CALGARY, AB – Advantage Oil & Gas Ltd. (“Advantage” or the “Corporation”) is pleased to announce a modest increase in 2020 capital guidance, as a result of continued strengthening of the Corporation’s outlook. Spending for 2020 is now projected to be between $147 million and $162 million, an increase of approximately $17 million, primarily to accelerate a four-well pad into Q4 2020 and augment natural gas production through the winter season.

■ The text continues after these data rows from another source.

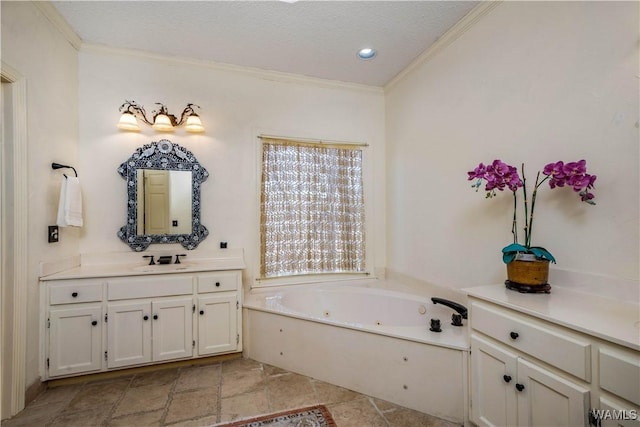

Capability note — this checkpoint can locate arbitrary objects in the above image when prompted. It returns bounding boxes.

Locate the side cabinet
[469,296,640,427]
[41,270,242,380]
[471,300,591,427]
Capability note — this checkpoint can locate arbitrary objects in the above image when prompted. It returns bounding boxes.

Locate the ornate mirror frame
[118,139,209,252]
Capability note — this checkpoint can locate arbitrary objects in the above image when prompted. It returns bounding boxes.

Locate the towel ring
[51,163,78,178]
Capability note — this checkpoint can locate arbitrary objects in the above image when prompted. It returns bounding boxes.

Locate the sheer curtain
[260,138,365,278]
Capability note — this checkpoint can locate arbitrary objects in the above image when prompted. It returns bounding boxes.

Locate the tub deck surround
[40,249,246,281]
[244,279,469,350]
[464,285,640,351]
[243,279,469,423]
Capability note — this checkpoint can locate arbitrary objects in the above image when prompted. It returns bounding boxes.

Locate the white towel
[57,176,82,227]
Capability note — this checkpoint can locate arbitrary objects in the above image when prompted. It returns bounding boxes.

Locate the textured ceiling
[52,0,478,86]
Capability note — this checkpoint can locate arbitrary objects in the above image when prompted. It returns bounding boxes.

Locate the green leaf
[502,243,527,264]
[502,243,527,254]
[529,246,556,264]
[502,252,517,264]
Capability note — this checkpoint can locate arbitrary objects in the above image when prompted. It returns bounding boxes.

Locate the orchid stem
[521,163,531,249]
[511,191,518,243]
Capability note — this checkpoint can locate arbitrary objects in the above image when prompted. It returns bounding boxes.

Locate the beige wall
[79,46,385,283]
[1,1,80,394]
[386,2,639,295]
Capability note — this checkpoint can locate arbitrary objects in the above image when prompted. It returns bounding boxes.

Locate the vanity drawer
[471,301,591,382]
[598,347,640,405]
[107,274,193,301]
[198,271,240,293]
[49,281,102,305]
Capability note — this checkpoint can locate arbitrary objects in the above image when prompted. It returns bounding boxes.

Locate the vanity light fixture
[118,101,204,133]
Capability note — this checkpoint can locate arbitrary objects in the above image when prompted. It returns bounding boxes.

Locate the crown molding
[80,43,384,95]
[31,1,82,50]
[384,0,503,92]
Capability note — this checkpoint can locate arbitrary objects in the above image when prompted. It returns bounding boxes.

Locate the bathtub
[244,279,469,423]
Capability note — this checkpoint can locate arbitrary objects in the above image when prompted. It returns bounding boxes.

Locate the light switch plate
[49,225,60,243]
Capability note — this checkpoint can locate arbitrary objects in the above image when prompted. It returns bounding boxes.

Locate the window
[260,137,365,278]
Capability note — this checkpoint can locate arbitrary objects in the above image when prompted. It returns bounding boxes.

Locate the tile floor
[2,359,455,427]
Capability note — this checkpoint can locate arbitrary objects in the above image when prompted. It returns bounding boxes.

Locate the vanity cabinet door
[47,305,102,377]
[107,297,193,368]
[471,334,590,427]
[196,293,239,356]
[518,359,590,427]
[107,301,152,368]
[471,335,517,426]
[151,297,193,362]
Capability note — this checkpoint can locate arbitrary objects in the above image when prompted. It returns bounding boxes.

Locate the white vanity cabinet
[42,270,242,379]
[471,301,591,427]
[467,287,640,427]
[106,275,195,368]
[196,272,242,356]
[44,280,103,376]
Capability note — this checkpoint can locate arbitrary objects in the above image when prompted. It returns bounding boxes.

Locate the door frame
[0,62,29,419]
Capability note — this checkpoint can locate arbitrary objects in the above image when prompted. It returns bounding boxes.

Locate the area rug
[216,405,336,427]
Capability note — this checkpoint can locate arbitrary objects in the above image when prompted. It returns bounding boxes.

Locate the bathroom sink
[132,263,191,273]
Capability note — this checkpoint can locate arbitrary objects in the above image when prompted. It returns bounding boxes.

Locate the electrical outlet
[49,225,60,243]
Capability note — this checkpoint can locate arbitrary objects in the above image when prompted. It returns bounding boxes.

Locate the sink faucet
[431,297,467,319]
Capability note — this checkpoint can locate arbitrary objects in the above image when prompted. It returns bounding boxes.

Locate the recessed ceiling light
[358,47,376,59]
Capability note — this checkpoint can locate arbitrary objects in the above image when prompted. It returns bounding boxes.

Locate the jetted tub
[244,279,469,423]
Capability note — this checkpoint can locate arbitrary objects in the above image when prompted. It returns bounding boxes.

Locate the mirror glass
[118,139,209,251]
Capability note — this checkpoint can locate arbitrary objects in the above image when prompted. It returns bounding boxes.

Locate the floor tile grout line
[159,367,183,426]
[367,396,391,427]
[216,363,224,424]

- The four additional wells are to be drilled at Glacier (two D4 Montney and two Upper Montney); all four of these wells are expected to be onstream during the first quarter of 2021
- Six Glacier wells have been drilled to date in the second half of 2020 (all D1 Montney); all six of these wells are expected to be onstream prior to year-end 2020
- All 10 wells in the program are expected to have payouts within one year of spud date
- Production will be processed using existing capacity at Advantage’s 400 mmcf/d Glacier Gas Plant, incurring minimal incremental operating costs and low carbon-intensity
Advantage’s 2021 production is expected to grow between 5% and 10%, with exceptional growth anticipated in adjusted funds flow(a) (“AFF”) based on current natural gas futures pricing. Directionally, Advantage expects that 2021 net capital expenditures will be approximately 75% of AFF, and that net debt to AFF(a) ratio will approach 1x by year-end 2021. The Corporation plans to provide formal 2021 guidance during the fourth quarter of 2020.

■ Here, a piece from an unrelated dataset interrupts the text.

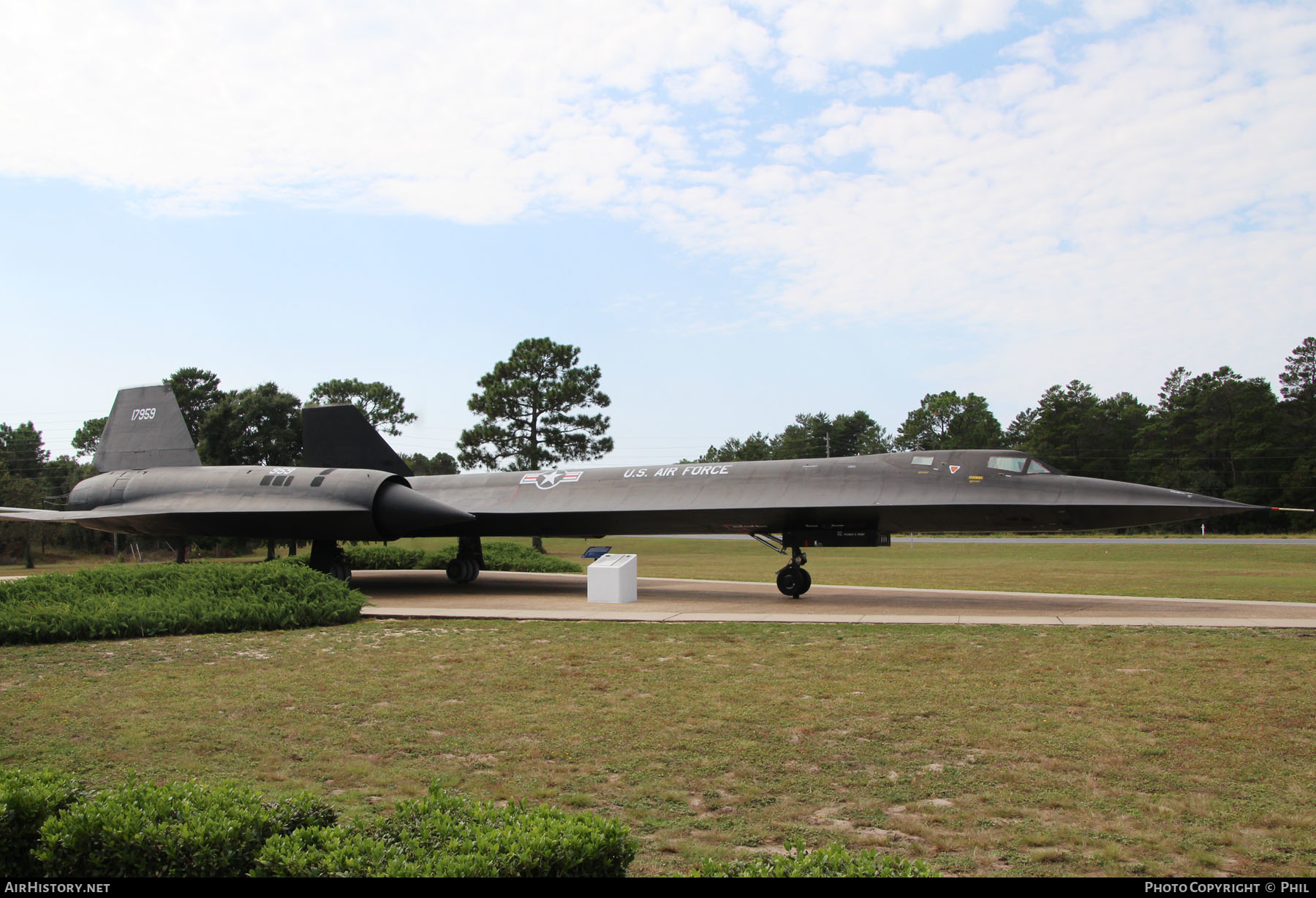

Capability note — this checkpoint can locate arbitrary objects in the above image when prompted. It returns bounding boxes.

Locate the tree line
[695,337,1316,532]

As a part of our annual planning strategy, Advantage has completed detailed analysis to establish a baseline for “sustaining capital”, defined as the estimated net capital expenditures required annually to keep corporate production flat over a sustained three-year period. For the period of 2021 to 2023, Advantage’s sustaining capital is estimated to be under $80 million per year, as a result of prolific Montney assets and a corporate base decline rate of approximately 23%.
Based on our current commodity price outlook for 2021, Advantage anticipates spending roughly three-quarters of capital on Glacier drilling with the remainder to be used to advance our oil and liquids developments at Valhalla, Progress and Pipestone/Wembley. Advantage has maintained the flexibility to reallocate capital between assets should prices swing in favor of liquids development.
Non-GAAP Measure which may not be comparable to similar non-GAAP measures used by other entities. Please see Advisory for reconciliations to the nearest measure calculated in accordance with GAAP.
Advantage has hedged approximately 51% of its natural gas production for the second half of 2020. The Corporation continues to increase its hedging position in 2021 and currently has 31% of forecast natural gas production hedged between Henry Hub, Chicago and Dawn at an average price of US$2.51/mmbtu. Advantage has hedged 33% of its crude oil and condensate production for the second half of 2020 with WTI swaps at an average price of US$55.44/bbl.
2020 Guidance Update
Advantage’s 2020 capital guidance range will now be $147 million to $162 million versus the previous range of $130 million to $145 million. There are no other changes to the Corporation’s previous 2020 guidance.